C-使用'=='运算符，两个指针相等是什么意思？

Question

I'm a person in somewhere who is studying C language

I'm just curious of some parts of '==' operator.

I do know that pointer is a variable which stores address of memory. But here comes a question. When I tried to use '==' operator , eventhough those two pointers are pointing different address , the '==' operator worked.

Here's my code below

I want to know why the statement r == s considered to be True and why r and s gives me some 'non-sense value' which must be 90 ( in my computer those values are 56 )?

#include <stdio.h>
#include <stdlib.h>
#include <string.h>
#define N 10
void add(int* , int* , int*);
int* Add(int* , int* , int*);
int main(){
    int a[N] , b[N] , c[N];
    int m ;
    int* p;
    int* q;
    int* r;
    int* s;
    char* ptr1 = "ATGC";
    char* ptr2 = "TCGA";
    char* ptr3 = ptr1;

    printf("result from strncmp : %d\n",strncmp(ptr1,ptr2,4));
    if(strncmp(ptr1,ptr2,4)==0){
        printf("strncmp operator works! those two are same\n");
    }else{
        printf("strncmp operator do not work! those two are not same\n");
    }
    printf("Okay another example here\n");
    if(ptr1 == ptr2){
        printf("ptr1 and ptr2 are same\n");
    }else if(ptr1==ptr3){
        printf("ptr1 and ptr3 are same");
    }else{
        printf("?\n");
    }
    printf("Now compare values after function call\n");
    for(m = 0 ; m < N ; m++){
        a[m] = m;
        b[m] = m*m;
        c[m] = 0;
    }
    printf("Works as void function\n");
    add(a,b,c);
    printf("After function call\n");
    for(m = 0 ; m < N ; m++){
        printf("%d + %d = %d\n",a[m],b[m],c[m]);
    }
    p = &c[N-1];
    q = &c[N-1];
    r = Add(a,b,c);
    s = Add(a,b,c);

    if(p==q){
        printf("Those two pointers p and q are same\n");
        printf("Address of pointer p is 0x%p\n",&p);
        printf("Address of pointer q is 0x%p\n",&q);
        printf("Value of pointer p is %d\n",*p);
        printf("Value of pointer q is %d\n",*q);
    }else{
        printf("Those are differenct\n");
    }

    if(r==s){
        printf("Those two pointers r and s are same\n");
        printf("Address of pointer r is 0x%p\n",&r);
        printf("Address of pointer s is 0x%p\n",&s);
        printf("Value of pointer r is %d\n",r);
        printf("Value of pointer s is %d\n",s);
    }else{
        printf("Those are differenct\n");
    }
    return 0;
}

void add(int* a , int* b , int* c){
    int i ;
    for(i = 0 ; i < N ; i++){
        c[i] = a[i] + b[i];
        printf("inside of  function loop : %d , current c is %d + %d = %d\n",i,a[i],b[i],c[i]);
    }
}

int* Add(int* a , int* b , int* c){
    int i ;
    for(i = 0 ; i < N ; i++){
        c[i] = a[i] + b[i];
        printf("inside of  function loop : %d , current c is %d + %d = %d\n",i,a[i],b[i],c[i]);
    }
}

Answer 1

You are not returning anything from Add function. But you are using its return value, this is undefined behavior.

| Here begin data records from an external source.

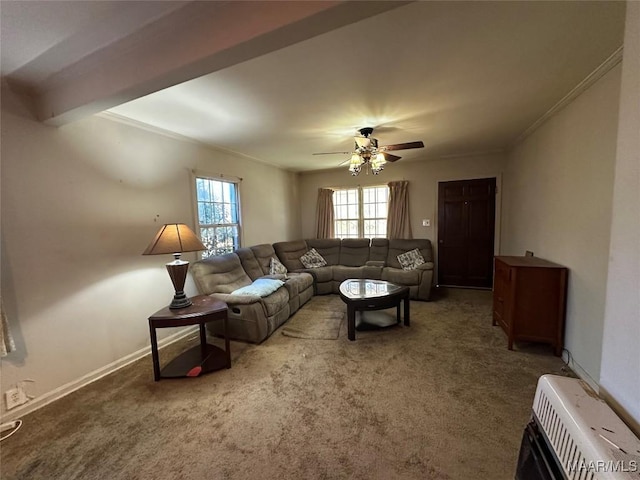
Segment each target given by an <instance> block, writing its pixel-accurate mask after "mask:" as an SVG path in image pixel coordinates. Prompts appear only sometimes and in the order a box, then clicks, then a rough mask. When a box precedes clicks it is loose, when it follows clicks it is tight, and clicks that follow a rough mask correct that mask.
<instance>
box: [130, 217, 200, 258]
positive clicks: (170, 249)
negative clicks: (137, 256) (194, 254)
mask: <svg viewBox="0 0 640 480" xmlns="http://www.w3.org/2000/svg"><path fill="white" fill-rule="evenodd" d="M206 249H207V248H206V247H205V246H204V245H203V244H202V242H201V241H200V239H199V238H198V237H197V236H196V234H195V233H193V230H191V229H190V228H189V227H187V226H186V225H185V224H184V223H169V224H167V225H164V226H163V227H162V228H160V230H158V233H157V234H156V236H155V238H154V239H153V241H152V242H151V243H150V244H149V246H148V247H147V248H146V250H145V251H144V252H143V253H142V254H143V255H163V254H167V253H182V252H199V251H201V250H206Z"/></svg>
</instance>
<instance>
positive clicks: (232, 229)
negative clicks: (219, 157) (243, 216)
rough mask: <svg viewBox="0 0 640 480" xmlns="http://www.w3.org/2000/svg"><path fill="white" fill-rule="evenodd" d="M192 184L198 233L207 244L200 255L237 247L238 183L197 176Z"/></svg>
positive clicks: (201, 176)
mask: <svg viewBox="0 0 640 480" xmlns="http://www.w3.org/2000/svg"><path fill="white" fill-rule="evenodd" d="M195 188H196V203H197V212H198V230H199V232H198V233H199V234H200V239H201V240H202V243H203V244H204V246H205V247H207V250H206V251H205V252H203V253H202V258H206V257H210V256H212V255H221V254H223V253H229V252H232V251H234V250H235V249H237V248H239V247H240V206H239V199H238V197H239V196H238V185H237V184H236V183H234V182H229V181H227V180H220V179H216V178H208V177H202V176H197V177H196V180H195Z"/></svg>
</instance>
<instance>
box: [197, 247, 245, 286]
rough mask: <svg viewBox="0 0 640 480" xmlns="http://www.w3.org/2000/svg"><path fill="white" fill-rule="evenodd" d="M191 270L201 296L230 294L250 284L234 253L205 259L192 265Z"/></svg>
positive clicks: (236, 255) (215, 256)
mask: <svg viewBox="0 0 640 480" xmlns="http://www.w3.org/2000/svg"><path fill="white" fill-rule="evenodd" d="M191 270H192V272H193V278H194V280H195V282H196V286H197V287H198V290H199V291H200V293H202V294H203V295H211V294H212V293H231V292H233V291H234V290H237V289H238V288H240V287H244V286H246V285H250V284H251V278H249V276H248V275H247V273H246V272H245V271H244V268H242V264H241V263H240V258H239V257H238V255H237V254H235V253H225V254H224V255H218V256H213V257H209V258H205V259H203V260H200V261H199V262H195V263H193V264H192V265H191Z"/></svg>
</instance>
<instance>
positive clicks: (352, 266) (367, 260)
mask: <svg viewBox="0 0 640 480" xmlns="http://www.w3.org/2000/svg"><path fill="white" fill-rule="evenodd" d="M368 260H369V239H368V238H344V239H342V244H341V245H340V262H339V265H344V266H345V267H361V266H362V265H364V264H365V263H367V261H368Z"/></svg>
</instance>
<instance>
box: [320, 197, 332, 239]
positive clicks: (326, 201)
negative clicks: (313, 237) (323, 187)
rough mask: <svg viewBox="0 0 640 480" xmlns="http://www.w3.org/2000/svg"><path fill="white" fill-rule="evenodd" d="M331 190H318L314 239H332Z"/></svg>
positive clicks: (331, 199)
mask: <svg viewBox="0 0 640 480" xmlns="http://www.w3.org/2000/svg"><path fill="white" fill-rule="evenodd" d="M333 220H334V216H333V190H331V189H330V188H319V189H318V207H317V211H316V225H317V227H316V238H333V237H334V235H335V230H334V223H333Z"/></svg>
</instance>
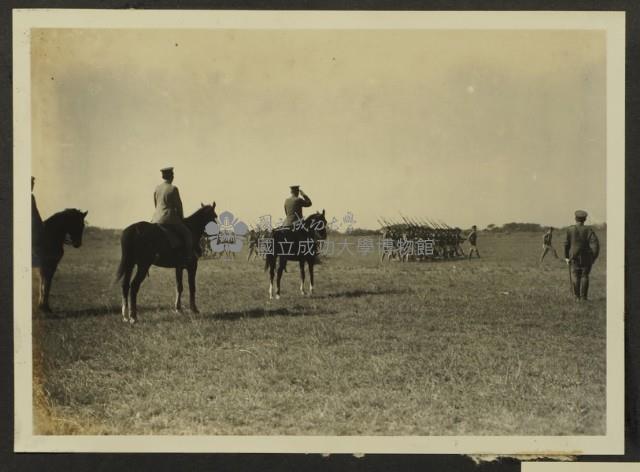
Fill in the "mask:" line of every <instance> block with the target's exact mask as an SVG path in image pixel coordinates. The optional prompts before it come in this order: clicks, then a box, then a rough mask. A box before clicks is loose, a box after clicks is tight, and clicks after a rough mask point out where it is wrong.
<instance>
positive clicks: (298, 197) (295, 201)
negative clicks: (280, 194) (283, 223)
mask: <svg viewBox="0 0 640 472" xmlns="http://www.w3.org/2000/svg"><path fill="white" fill-rule="evenodd" d="M290 188H291V196H290V197H289V198H287V199H286V200H285V201H284V214H285V220H284V225H283V226H288V227H290V228H293V230H294V231H295V230H298V229H300V227H299V225H301V223H300V222H301V221H302V209H303V208H304V207H310V206H311V199H310V198H309V196H308V195H306V194H305V193H304V192H303V191H302V190H300V186H299V185H292V186H291V187H290Z"/></svg>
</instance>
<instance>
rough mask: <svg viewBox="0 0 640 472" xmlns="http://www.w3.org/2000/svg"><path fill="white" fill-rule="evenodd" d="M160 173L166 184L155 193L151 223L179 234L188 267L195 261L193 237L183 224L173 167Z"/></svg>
mask: <svg viewBox="0 0 640 472" xmlns="http://www.w3.org/2000/svg"><path fill="white" fill-rule="evenodd" d="M160 172H162V179H163V180H164V182H162V183H161V184H160V185H158V186H157V187H156V190H155V192H153V204H154V205H155V208H156V211H155V212H154V214H153V218H152V219H151V222H152V223H157V224H160V225H164V226H167V227H169V229H170V230H173V231H174V232H176V233H178V235H179V236H180V238H181V239H182V242H183V244H184V253H185V254H184V256H185V264H187V265H188V264H189V263H190V262H191V260H192V259H193V236H192V235H191V231H190V230H189V228H187V226H186V225H185V224H184V222H183V218H184V213H183V211H182V200H181V199H180V193H179V192H178V187H176V186H175V185H173V167H165V168H164V169H160Z"/></svg>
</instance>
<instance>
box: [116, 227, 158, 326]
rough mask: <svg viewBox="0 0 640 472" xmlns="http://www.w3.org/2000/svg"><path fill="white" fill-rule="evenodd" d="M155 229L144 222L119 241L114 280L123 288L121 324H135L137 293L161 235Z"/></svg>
mask: <svg viewBox="0 0 640 472" xmlns="http://www.w3.org/2000/svg"><path fill="white" fill-rule="evenodd" d="M155 226H156V225H153V224H151V223H147V222H145V221H141V222H138V223H134V224H132V225H131V226H127V227H126V228H125V229H124V230H123V231H122V236H121V237H120V249H121V256H120V265H119V266H118V271H117V273H116V280H117V281H120V282H121V288H122V320H123V321H125V322H130V323H132V324H133V323H135V322H136V321H137V307H136V297H137V294H138V290H139V289H140V285H141V284H142V281H143V280H144V278H145V277H146V276H147V273H148V272H149V267H151V264H152V263H153V259H154V257H155V255H156V253H157V251H158V244H159V241H160V236H161V235H159V234H158V230H157V228H156V227H155ZM136 266H138V269H137V271H136V275H135V277H133V280H132V276H133V269H134V268H135V267H136ZM129 299H131V305H129Z"/></svg>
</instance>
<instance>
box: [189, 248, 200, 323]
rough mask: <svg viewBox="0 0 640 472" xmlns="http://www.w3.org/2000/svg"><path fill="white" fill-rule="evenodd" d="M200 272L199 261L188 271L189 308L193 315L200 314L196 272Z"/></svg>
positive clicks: (189, 267) (194, 263)
mask: <svg viewBox="0 0 640 472" xmlns="http://www.w3.org/2000/svg"><path fill="white" fill-rule="evenodd" d="M197 270H198V261H197V260H196V261H194V262H193V263H192V264H191V265H190V266H189V268H188V269H187V277H188V279H189V308H190V309H191V311H192V312H193V313H200V311H199V310H198V307H197V306H196V272H197Z"/></svg>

You got r==s because both the times Add implicitly returned same arbitrary/garbage value.

Basically returning a value from function is same as popping out some value from the function's stack memory (and sometimes saving it in CPU Reg R0 ). When you do not specify which value to return, an arbitrary chosen value by compiler will be popped out and used.

To avoid such mistakes, always enable -Wall option (atleast) of your ( gcc ) compiler, and pay attention to every warning.

Answer 2

Because you printed a pointer, and address of this pointer but not the value it's pointing at.

Use *r and *s , if you want to print what it pointing at (holds).

printf("Those two pointers r and s are same\n");
printf("Address of pointer r is 0x%p\n",r);
printf("Address of pointer s is 0x%p\n",s);
printf("Value of pointer r is %d\n",*r);
printf("Value of pointer s is %d\n",*s);

or

printf("Value of pointer r is %d\n",r[0]);
printf("Value of pointer s is %d\n",s[0]);
printf("Value of pointer r is %d\n",r[1]);
printf("Value of pointer s is %d\n",s[1]);
printf("Value of pointer r is %d\n",r[2]);
printf("Value of pointer s is %d\n",s[2]);
printf("Value of pointer r is %d\n",r[3]);
printf("Value of pointer s is %d\n",s[3]); 

....

Answer 3

The function int* Add(int* a , int* b , int* c) is not returning any address to caller. The function Add can return global or heap memory to the caller. That is returning the stack(local variable) address to the caller still leads a various kind of problem.

Answer 4

You are calling the Add function, but you are not returning anything from the function. so it result undefined behavior.

Try the following change-

int* Add(int* a , int* b , int* c){
     int i ;
     for(i = 0 ; i < N ; i++){
         c[i] = a[i] + b[i];
         printf("inside of  function loop : %d , current c is %d + %d =    %d\n",i,a[i],b[i],c[i]);
     }
     return c; // Fix
}